Uncle Wiggily was about to go on to the party when, as he looked at his new coat he saw that it was all torn. In sliding down the slippery pine needle hill the coat had caught on sticks and stones and it had many holes torn in it, and it was also ripped here and there.
“Oh, dear me!” cried Uncle Wiggily. “Oh, sorrow! Oh, unhappiness! Now I’ll have to go back to my hollow stump bungalow and put on my old coat that isn’t torn. For I never can wear my new one to the party. That would never do! But the trouble is, if I go back home I’ll be late! Oh, dear, what trouble I am in!”
Now was the time for some of Uncle Wiggily’s friends to help him in his trouble, as he had often helped them. But, as he looked through the woods, he could not see even a little mouse, or so much as a grasshopper.
“The tailor bird would be just the one I’d like to see now,” said the rabbit uncle. “She could mend my torn coat nicely.” For tailor birds, yon know, can take a piece of grass, with their bill for a needle, and sew leaves together to make a nest, almost as well as your mother can mend a hole in your stocking.
But there was no tailor bird in the woods, and Uncle Wiggily did not know what to do.
“I certainly do not want to be late to Grandpa Goosey’s party,” said the bunny uncle, “nor do I want to go to it in a torn coat. Oh, dear!”
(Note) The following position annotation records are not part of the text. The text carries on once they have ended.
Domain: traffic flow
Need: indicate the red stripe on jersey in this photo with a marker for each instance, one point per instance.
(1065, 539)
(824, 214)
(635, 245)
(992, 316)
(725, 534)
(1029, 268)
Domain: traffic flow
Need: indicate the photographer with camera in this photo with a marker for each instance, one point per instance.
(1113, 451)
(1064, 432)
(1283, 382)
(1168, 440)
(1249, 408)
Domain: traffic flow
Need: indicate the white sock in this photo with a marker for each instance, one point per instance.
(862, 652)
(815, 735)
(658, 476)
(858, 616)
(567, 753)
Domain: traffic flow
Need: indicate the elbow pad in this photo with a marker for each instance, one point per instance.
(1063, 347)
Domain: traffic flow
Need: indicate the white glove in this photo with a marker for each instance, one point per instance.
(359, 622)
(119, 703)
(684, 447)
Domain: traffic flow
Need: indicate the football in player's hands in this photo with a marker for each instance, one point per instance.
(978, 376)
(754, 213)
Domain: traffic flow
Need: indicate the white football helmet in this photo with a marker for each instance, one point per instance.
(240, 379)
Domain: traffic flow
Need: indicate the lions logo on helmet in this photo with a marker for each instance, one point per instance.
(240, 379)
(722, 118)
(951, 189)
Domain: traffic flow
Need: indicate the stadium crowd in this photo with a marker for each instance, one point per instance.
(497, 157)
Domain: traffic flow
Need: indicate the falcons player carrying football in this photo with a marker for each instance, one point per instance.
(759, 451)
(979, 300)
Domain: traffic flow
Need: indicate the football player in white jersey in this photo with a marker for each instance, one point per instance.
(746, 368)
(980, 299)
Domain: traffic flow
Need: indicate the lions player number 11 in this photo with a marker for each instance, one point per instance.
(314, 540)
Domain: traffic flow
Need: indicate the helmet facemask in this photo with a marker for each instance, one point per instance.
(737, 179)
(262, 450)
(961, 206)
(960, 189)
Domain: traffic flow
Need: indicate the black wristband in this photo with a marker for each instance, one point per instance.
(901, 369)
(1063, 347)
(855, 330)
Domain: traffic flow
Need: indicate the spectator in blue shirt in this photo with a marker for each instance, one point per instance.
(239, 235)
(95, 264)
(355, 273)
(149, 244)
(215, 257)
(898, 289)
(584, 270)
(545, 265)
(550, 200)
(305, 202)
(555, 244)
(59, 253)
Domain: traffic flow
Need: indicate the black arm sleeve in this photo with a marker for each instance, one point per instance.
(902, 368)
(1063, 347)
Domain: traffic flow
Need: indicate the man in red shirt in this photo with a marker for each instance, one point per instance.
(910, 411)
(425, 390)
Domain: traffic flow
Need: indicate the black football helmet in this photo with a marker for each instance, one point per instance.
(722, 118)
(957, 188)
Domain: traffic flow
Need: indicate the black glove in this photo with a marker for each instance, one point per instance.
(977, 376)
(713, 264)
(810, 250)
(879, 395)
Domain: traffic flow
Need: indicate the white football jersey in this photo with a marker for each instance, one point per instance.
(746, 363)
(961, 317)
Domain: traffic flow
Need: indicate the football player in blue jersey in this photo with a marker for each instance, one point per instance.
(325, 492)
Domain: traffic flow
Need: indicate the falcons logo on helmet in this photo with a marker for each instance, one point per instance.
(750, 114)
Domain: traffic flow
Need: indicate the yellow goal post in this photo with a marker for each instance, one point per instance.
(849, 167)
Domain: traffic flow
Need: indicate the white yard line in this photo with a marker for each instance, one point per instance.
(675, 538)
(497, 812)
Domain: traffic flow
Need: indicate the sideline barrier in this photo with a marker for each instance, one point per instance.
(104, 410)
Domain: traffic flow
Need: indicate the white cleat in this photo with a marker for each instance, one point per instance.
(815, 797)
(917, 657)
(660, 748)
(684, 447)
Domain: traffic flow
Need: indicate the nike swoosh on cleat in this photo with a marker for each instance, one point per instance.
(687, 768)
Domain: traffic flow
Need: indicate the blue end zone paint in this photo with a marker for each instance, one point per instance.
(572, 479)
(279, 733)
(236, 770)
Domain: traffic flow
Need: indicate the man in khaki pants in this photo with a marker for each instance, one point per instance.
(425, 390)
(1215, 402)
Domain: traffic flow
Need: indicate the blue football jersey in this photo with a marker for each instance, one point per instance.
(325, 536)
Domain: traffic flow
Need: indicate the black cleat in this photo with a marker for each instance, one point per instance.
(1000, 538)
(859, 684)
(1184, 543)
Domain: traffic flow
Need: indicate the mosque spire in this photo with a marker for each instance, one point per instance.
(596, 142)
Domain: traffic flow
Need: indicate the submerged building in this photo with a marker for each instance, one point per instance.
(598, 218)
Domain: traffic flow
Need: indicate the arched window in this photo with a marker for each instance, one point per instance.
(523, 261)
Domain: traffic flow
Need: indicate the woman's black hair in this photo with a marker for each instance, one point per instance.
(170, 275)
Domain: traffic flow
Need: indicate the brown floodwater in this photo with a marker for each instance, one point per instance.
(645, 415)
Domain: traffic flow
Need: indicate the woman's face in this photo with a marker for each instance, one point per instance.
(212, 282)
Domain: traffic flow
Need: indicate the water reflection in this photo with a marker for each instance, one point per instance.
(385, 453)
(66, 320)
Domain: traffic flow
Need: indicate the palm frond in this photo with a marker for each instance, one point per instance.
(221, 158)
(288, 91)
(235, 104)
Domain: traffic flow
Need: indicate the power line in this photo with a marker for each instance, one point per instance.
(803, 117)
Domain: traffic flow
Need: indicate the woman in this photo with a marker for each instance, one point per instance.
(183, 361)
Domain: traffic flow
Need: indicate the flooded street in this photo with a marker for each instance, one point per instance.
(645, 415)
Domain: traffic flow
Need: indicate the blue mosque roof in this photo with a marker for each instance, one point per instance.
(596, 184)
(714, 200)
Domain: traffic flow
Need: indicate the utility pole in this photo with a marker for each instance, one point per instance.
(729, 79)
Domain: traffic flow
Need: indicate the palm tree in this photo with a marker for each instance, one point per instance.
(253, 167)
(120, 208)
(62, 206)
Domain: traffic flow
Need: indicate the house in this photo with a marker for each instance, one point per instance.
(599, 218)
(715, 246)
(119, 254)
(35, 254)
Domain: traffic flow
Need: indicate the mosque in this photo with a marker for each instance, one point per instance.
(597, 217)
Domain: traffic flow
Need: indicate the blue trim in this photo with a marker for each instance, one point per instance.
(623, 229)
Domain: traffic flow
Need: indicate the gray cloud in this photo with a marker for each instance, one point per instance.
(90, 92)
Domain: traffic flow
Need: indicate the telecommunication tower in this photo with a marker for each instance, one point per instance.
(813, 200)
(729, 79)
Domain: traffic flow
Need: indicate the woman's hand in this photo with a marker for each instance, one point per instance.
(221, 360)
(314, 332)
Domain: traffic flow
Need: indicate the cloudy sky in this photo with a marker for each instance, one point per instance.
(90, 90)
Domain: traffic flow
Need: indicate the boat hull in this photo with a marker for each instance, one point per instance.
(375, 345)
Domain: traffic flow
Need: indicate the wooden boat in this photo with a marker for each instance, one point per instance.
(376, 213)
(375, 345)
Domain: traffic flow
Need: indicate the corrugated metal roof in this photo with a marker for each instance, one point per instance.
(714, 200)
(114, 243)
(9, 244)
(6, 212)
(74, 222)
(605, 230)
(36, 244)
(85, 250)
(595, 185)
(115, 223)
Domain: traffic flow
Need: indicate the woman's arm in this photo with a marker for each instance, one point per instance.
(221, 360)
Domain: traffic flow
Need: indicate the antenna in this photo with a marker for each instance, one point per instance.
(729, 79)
Just then he heard down on the ground near him, a little voice saying:
“Perhaps we could mend your coat for you, Uncle Wiggily.”
“You. Who are you, and how can you mend my torn coat?” the bunny gentleman wanted to know.
“We are some little black ants,” was the answer, “and with the pine needles lying on the ground—some of the same needles on which you slipped—we can sew up your coat, with long grass for thread.”